Certain columns (`host_verifications` and `amenities`) are lists of options; I'd like to split these into different columns.

The first step is to change these entries into actual Python lists instead of strings (annoyingly, the two relevant columns are formatted slightly differently, with the roles of single and double quotes being interchanged between them).

In [11]:
X['host_verifications'] = X.apply(lambda x: x['host_verifications'].replace('[','').replace(']','').replace('\'','').split(', '), axis=1)

In [12]:
X['amenities'] = X.apply(lambda x: x['amenities'].replace('\"','').replace('[','').replace(']','').split(', '), axis=1)

What are the possible values in the `host_verifications` lists?

In [13]:
distinct_host_verifications = set()
def find_distinct_hvs(x):
    for hv in x['host_verifications']:
        distinct_host_verifications.add(hv)
X.apply(lambda x: find_distinct_hvs(x), axis=1);

In [14]:
len(distinct_host_verifications)

20

In [15]:
from sklearn.preprocessing import MultiLabelBinarizer

In [16]:
m = MultiLabelBinarizer()
hv_df = pd.DataFrame(m.fit_transform(X['host_verifications']), columns=m.classes_, index=X.index)

In [17]:
X = pd.concat([X, hv_df], axis=1)

In [18]:
X.rename(columns={'None' : 'HV_None'}, inplace=True)
# I don't want a column to be called just 'None', so I changed it a bit

Now I can drop the original `host_verifications` column.

In [19]:
X.drop('host_verifications', axis=1, inplace=True)

Now I'd like to do the same for the `amenities` column.
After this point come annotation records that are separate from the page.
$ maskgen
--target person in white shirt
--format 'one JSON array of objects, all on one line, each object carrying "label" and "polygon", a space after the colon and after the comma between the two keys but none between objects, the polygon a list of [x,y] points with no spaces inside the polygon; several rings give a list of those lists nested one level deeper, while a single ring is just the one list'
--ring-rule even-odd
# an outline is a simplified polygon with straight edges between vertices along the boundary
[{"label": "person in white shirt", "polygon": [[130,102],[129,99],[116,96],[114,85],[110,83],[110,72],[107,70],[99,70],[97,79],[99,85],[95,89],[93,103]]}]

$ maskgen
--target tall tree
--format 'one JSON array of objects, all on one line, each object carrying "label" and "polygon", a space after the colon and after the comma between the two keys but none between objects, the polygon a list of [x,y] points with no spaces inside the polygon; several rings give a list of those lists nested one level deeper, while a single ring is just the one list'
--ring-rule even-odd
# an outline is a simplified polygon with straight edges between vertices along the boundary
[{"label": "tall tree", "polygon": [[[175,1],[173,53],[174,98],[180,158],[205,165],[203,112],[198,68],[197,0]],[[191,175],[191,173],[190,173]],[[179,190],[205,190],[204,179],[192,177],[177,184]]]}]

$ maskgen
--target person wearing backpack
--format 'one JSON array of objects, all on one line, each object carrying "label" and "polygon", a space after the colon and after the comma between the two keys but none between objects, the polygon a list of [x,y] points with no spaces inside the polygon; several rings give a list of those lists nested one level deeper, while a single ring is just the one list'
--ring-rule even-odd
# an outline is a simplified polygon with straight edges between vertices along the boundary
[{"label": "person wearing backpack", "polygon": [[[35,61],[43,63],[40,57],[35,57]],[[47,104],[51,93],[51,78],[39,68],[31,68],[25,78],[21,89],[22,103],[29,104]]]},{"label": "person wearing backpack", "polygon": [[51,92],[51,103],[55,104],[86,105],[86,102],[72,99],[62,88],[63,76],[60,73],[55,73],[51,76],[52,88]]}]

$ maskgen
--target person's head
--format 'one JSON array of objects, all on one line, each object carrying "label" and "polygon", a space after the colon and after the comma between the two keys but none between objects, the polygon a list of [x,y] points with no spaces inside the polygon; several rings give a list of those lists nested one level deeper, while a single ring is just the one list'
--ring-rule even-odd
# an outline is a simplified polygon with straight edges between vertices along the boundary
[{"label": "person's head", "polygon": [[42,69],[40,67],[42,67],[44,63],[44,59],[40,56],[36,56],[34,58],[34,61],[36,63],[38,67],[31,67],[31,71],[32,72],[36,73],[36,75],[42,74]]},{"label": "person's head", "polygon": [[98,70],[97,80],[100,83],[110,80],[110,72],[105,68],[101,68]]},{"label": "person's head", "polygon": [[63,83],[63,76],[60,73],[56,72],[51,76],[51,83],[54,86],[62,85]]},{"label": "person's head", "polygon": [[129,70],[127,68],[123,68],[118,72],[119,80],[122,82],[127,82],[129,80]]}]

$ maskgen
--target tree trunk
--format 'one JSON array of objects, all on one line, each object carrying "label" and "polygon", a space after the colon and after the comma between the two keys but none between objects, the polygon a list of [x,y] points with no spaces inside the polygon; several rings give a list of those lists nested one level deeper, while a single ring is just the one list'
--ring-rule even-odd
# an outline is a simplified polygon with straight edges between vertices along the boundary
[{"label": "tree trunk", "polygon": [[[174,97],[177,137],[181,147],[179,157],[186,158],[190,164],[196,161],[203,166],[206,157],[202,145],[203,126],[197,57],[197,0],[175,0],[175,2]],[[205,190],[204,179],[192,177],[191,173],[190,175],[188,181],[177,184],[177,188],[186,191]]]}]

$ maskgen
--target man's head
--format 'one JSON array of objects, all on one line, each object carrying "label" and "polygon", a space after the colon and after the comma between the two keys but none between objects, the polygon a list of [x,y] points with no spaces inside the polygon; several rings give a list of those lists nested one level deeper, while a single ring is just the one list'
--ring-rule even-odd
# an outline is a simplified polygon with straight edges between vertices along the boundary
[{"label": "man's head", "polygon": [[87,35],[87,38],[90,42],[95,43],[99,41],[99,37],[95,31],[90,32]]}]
What are the possible values in those lists?

In [20]:
distinct_amenities = set()
def find_distinct_amenities(x):
    for a in x['amenities']:
        distinct_amenities.add(a)
X.apply(lambda x: find_distinct_amenities(x), axis=1)
len(distinct_amenities)

990

Ok, that's a lot of amenities. I don't really want to vastly blow up the number of features like this, so I'll just take the 20 most popular amenities.

In [21]:
from collections import defaultdict
from operator import itemgetter

In [22]:
amenity_counts = defaultdict(int) # Initializes to zero for each value
def update_counts(x):
    for a in x['amenities']:
        amenity_counts[a] += 1
X.apply(lambda x: update_counts(x), axis=1);

In [23]:
top_20 = sorted(amenity_counts.items(), key=itemgetter(1), reverse=True)[:20]

In [24]:
top_20[:5]

[('Smoke alarm', 6359),
 ('Essentials', 6185),
 ('Wifi', 6141),
 ('Kitchen', 5930),
 ('Carbon monoxide alarm', 5926)]

In [25]:
top_20_amenities = dict(top_20).keys()

Now I want to get rid of the other amenities in each row.

In [26]:
def find_amenities(x):
    amenities = []
    for a in top_20_amenities:
        if a in x['amenities']:
            amenities.append(a)
    return amenities

In [27]:
X['amenities'] = X.apply(lambda x: find_amenities(x), axis=1)

Now I can create the dummy variables and drop the original `amenities` column.

In [28]:
m = MultiLabelBinarizer()
amenities_df = pd.DataFrame(m.fit_transform(X['amenities']), columns=m.classes_, index=X.index)
X = pd.concat([X, amenities_df], axis=1)
X.drop('amenities', axis=1, inplace=True)

Next, I'll get dummies for the rest of the categorical variables.

In [29]:
X = pd.get_dummies(X)

In [30]:
X.shape

(6528, 753)

Now I need to deal with `NA` values for the numeric columns. There's no totally ideal way to do this, but to move forward I'll impute using the mean.

In [31]:
fill_mean = lambda col: col.fillna(col.mean())
X = X.apply(fill_mean)